Any missing dependencies can be installed by running "pip install -r requirements.txt"
Setup and use
Connect to the Discovery Drive's onboard Wifi hotspot, the default IP of the drive should be 192.168.4.1 (If this has changed you'll need to edit dd_scan with the new IP). Connect your antenna, feed, and RTL-SDR. Run the scan with "python3 dd_scan.py", optionally you can add arguments from the terminal. If no arguments are passed, or if only some arguments are passed, the script will prompt you for the remaining scan parameters. In either case you will be told the estimated run time and asked if you want to continue (y/n).
Parameters are:
- -as Azimuth start, the beginning of the azimuth range.
- -ae Azimuth end, the end of the azimuth range
- -es Elevation start
- -ee Elevation end
- -f Frequency of the scan
- -bt Bias Tee enabled (1) or disabled (0)
- -g Gain for RTL-SDR
- -p Preview mode enabled (1) or disabled (0)
- -bw Bandwidth of the scan in kHz. 8 is equivalent to Narrow FM, 250 is close to Wideband FM, etc.
The script will generate two files while it runs. The first is scan-settings-.txt which records the scan parameters. The second is raw-data-.txt which holds the numpy array of signal strength values. Both files are needed to produce a heatmap image with dd_image.py
If you have selected the preview mode via command-line argument or prompt, the dd_preview.py script will launch as a subprocess once the dish begins scanning. It will fill in the data as it's received from the RTL-SDR. The script re-caluclates a normal spread each time, so the color scheme of the heatmap will change as new upper or lower values come in. You can also run this code separately against a currently active raw-data file. dd_preview can be cancelled with 'q' (may need to hold down q). It will stop updating when the raw-data file is full, and closing the image window at that point will end the script.
Please note that dd_preview (either run directly or called from dd_scan) requires root priveledges.
After the scan is finished, if you didn't use the preview mode, you can create a heatmap from the data by running "python3 dd_image.py raw-data-.txt"
Examples
Parameters used to scan both GOES-E and GOES-W from Minnesota:
"python3 dd_scan.py -as 140 -ae 250 -es 15 -ee 45 -bt 1 -f 1694.1 -g 20 -p 1 -bw 8"
The resulting heatmap is below, showing GOES-19 in the E orbital slot on the left and GOES-18 in the W orbital slot on the right.

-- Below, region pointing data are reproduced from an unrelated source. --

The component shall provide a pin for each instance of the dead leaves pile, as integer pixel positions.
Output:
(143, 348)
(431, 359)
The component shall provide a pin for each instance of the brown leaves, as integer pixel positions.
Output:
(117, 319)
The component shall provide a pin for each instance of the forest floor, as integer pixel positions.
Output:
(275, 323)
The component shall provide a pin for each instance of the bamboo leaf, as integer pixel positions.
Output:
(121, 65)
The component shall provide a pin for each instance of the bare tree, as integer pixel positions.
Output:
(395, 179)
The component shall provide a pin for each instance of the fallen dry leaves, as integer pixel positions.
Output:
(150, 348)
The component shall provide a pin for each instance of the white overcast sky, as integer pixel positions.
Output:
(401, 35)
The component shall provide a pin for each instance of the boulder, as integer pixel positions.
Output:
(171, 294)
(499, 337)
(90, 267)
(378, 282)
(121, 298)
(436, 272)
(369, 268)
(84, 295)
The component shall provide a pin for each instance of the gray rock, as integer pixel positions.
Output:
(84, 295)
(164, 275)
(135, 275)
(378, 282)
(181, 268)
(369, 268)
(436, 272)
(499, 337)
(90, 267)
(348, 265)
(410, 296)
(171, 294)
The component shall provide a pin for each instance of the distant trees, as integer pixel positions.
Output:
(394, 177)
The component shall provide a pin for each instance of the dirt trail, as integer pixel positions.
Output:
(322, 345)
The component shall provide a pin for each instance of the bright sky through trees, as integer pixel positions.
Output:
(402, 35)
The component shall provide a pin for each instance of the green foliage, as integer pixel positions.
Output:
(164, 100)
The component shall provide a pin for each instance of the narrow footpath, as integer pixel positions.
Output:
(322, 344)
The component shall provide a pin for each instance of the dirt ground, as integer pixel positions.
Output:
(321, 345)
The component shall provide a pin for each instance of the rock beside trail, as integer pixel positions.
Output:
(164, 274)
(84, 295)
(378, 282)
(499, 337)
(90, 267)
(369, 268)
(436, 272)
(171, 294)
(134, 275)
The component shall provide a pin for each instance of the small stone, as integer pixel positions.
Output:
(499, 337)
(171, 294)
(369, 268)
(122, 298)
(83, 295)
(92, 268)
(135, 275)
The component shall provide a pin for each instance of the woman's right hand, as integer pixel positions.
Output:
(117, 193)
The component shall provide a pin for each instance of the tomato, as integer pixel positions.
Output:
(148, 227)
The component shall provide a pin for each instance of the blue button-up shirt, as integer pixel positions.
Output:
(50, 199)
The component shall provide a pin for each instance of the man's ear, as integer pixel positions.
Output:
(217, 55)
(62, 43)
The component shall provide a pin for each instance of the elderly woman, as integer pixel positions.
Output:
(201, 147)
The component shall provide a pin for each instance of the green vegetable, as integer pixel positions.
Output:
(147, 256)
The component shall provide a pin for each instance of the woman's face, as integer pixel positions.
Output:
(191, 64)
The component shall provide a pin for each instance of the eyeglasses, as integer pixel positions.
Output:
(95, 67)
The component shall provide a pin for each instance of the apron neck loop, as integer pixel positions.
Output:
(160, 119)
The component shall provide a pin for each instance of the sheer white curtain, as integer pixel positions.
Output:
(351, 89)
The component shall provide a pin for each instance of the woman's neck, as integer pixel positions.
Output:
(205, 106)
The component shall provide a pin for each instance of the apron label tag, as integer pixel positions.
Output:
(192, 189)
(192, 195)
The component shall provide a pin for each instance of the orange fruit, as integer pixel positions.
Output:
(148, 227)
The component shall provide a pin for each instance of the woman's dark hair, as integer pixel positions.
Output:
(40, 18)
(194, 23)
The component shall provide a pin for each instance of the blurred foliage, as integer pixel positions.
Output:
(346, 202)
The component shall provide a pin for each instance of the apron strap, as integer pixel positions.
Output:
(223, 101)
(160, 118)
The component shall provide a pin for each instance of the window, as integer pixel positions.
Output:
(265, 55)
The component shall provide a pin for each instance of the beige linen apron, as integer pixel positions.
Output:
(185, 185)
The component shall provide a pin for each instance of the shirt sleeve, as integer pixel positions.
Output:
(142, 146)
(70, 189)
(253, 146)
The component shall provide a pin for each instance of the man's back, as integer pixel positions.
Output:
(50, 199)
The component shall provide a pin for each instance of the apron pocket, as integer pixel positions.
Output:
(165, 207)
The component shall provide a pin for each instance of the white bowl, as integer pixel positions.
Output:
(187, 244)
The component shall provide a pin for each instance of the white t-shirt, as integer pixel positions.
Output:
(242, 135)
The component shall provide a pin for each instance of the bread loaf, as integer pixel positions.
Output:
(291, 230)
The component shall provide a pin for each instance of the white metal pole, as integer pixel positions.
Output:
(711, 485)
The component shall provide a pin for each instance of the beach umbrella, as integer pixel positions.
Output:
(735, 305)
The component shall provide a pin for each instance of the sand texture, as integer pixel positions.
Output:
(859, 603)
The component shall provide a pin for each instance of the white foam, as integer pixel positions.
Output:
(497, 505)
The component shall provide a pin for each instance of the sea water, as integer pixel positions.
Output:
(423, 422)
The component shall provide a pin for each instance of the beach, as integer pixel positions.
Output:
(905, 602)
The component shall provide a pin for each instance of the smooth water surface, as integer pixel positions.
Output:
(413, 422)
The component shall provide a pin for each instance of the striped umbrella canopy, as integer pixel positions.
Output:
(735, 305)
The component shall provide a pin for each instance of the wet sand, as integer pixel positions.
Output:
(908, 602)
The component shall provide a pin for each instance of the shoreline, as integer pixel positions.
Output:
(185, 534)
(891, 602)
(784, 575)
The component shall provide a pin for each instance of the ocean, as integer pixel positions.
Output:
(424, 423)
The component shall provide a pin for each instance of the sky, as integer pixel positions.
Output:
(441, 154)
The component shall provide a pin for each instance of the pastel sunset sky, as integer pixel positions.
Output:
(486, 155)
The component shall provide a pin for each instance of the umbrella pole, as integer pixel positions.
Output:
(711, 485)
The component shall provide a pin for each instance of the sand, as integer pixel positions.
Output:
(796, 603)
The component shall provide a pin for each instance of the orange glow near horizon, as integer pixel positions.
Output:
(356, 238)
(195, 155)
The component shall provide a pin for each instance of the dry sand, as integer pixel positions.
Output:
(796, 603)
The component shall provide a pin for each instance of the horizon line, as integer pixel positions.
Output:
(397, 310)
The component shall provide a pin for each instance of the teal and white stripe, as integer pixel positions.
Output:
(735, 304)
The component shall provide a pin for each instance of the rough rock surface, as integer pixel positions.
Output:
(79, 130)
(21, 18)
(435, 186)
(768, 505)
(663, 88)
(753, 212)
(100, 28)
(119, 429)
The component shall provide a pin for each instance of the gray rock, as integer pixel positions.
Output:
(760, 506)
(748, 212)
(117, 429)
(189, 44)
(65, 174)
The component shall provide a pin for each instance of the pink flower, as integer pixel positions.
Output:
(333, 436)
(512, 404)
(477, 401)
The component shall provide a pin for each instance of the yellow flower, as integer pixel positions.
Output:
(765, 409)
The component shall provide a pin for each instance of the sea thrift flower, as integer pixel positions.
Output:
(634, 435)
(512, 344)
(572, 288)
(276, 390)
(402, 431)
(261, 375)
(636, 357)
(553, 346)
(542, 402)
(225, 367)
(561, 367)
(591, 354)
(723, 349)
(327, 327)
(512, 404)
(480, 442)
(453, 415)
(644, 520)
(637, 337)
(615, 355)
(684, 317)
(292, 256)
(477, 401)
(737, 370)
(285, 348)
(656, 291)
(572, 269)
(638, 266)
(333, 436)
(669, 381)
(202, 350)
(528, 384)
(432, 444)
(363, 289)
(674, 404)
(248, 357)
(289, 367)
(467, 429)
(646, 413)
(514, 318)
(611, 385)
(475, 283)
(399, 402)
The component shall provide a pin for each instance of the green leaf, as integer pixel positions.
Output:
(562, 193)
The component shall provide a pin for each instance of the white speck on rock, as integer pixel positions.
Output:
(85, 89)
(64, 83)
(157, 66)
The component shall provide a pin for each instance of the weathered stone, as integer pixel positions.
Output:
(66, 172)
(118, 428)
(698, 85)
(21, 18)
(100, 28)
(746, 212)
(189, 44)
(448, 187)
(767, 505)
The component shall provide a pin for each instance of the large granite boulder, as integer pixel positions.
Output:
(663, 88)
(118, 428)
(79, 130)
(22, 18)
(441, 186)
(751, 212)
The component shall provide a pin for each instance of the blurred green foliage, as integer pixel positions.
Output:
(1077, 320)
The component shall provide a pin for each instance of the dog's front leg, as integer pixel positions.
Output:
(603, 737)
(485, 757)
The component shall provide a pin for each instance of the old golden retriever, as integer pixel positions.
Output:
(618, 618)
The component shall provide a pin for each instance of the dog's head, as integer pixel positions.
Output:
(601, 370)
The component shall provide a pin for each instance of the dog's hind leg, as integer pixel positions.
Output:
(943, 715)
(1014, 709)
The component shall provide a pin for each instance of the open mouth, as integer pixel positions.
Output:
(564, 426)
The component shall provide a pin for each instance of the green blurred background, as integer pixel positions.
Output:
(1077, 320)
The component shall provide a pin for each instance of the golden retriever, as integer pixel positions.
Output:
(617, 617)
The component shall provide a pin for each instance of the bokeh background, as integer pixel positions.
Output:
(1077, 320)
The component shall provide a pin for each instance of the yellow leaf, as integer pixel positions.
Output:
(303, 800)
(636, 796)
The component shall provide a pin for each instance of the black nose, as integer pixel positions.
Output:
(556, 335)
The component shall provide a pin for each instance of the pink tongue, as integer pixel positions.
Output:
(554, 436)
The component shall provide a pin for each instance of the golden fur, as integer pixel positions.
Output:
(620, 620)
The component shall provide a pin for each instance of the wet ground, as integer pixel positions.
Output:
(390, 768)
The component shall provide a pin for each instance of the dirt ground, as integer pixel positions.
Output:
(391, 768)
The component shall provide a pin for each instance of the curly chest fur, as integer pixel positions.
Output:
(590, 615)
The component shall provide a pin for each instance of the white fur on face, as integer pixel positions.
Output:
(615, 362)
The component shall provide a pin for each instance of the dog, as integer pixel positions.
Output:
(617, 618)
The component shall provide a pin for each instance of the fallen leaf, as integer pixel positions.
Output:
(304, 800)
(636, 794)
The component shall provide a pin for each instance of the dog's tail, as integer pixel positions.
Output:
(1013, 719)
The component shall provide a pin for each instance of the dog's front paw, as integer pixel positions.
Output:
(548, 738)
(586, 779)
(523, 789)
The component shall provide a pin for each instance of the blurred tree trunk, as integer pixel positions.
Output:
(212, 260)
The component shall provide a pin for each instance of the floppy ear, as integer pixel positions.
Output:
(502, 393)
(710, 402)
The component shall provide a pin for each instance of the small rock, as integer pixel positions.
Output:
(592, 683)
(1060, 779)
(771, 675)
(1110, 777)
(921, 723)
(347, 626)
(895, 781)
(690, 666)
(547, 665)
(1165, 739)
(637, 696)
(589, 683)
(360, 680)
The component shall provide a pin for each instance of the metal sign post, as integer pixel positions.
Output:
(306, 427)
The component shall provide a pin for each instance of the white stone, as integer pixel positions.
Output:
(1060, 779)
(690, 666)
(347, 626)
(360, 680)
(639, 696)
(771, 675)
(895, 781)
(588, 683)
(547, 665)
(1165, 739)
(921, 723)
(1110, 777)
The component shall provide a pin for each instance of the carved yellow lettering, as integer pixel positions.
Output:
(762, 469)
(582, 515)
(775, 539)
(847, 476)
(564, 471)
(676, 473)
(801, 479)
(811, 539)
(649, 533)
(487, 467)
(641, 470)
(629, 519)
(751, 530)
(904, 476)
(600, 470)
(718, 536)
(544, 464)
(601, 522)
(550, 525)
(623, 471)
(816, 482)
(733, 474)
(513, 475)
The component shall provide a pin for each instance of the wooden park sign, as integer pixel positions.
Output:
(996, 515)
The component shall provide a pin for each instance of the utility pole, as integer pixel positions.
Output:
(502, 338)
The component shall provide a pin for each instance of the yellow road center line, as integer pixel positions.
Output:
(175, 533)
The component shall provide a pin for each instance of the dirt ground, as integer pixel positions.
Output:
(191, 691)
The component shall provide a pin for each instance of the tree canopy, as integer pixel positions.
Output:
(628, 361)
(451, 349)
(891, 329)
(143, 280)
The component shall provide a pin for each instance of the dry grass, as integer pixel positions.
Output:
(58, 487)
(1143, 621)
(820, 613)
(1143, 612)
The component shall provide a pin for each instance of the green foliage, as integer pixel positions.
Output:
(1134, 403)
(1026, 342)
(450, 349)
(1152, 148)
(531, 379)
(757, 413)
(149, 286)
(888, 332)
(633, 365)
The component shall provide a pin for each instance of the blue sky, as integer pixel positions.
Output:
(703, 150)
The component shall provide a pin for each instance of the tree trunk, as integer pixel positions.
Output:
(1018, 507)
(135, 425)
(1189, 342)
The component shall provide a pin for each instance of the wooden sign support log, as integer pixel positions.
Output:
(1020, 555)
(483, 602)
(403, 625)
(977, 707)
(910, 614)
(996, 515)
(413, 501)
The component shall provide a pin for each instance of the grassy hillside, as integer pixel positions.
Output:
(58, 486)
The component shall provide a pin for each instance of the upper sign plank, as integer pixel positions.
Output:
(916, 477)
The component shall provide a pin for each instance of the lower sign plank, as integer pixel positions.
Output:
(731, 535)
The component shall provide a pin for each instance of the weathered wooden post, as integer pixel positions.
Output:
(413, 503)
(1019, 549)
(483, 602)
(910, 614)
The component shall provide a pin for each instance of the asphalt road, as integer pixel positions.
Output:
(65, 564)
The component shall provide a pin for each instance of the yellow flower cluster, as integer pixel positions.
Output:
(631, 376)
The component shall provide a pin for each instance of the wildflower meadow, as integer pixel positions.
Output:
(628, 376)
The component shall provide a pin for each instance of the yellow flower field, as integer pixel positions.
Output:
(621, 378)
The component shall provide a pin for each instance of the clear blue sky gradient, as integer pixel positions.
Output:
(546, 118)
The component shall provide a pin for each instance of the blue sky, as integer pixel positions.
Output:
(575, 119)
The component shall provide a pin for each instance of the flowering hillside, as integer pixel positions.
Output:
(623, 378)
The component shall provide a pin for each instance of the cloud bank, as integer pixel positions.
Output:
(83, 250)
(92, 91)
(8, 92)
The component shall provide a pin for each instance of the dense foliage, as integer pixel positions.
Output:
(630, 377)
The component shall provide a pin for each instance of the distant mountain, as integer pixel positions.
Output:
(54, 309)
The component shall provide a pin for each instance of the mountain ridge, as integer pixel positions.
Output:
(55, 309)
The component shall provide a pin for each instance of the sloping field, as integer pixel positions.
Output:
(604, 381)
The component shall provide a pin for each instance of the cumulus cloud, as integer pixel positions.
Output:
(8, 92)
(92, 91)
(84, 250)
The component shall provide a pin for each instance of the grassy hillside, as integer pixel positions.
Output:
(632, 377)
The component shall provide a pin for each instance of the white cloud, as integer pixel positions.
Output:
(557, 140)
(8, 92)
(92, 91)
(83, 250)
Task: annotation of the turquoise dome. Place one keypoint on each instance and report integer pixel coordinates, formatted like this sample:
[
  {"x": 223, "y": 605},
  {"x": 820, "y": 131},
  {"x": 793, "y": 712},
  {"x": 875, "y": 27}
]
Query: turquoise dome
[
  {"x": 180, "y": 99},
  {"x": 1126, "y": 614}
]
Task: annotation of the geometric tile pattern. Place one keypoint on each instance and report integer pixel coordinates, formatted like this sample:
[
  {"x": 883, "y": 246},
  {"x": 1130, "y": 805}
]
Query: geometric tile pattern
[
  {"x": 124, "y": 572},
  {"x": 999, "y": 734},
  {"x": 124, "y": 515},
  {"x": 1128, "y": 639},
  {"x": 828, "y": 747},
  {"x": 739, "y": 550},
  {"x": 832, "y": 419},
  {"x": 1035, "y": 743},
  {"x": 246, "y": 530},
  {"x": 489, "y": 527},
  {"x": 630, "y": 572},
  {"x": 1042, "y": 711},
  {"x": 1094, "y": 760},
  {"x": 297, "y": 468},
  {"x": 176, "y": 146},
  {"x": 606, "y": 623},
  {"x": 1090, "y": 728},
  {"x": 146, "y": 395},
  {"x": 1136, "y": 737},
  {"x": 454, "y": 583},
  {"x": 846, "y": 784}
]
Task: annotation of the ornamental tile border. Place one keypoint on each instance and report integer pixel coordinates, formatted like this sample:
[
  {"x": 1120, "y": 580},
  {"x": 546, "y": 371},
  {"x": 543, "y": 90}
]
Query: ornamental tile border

The raw_data and scan_settings files for this scan can be found in the example data folder.
Notes
The Discovery Dish has a wide beamwidth, so you may get larger signal "blobs" in the heatmaps. Other antennas could result in a more focused scan with smaller signal areas. Larger scan ranges can give a better overall picture of the sky, but will take longer to complete.
Medium-Earth-Orbit satellites like GPS, Glonass, Beidou, etc can be imaged with smaller scan ranges and/or faster speeds, but may show up as elongated blobs due to motion during the scan. Note that some geostationary satellite transmit on GPS L1 for WAAS so may also appear in a scan of GPS frequencies alongside the MEO satellites.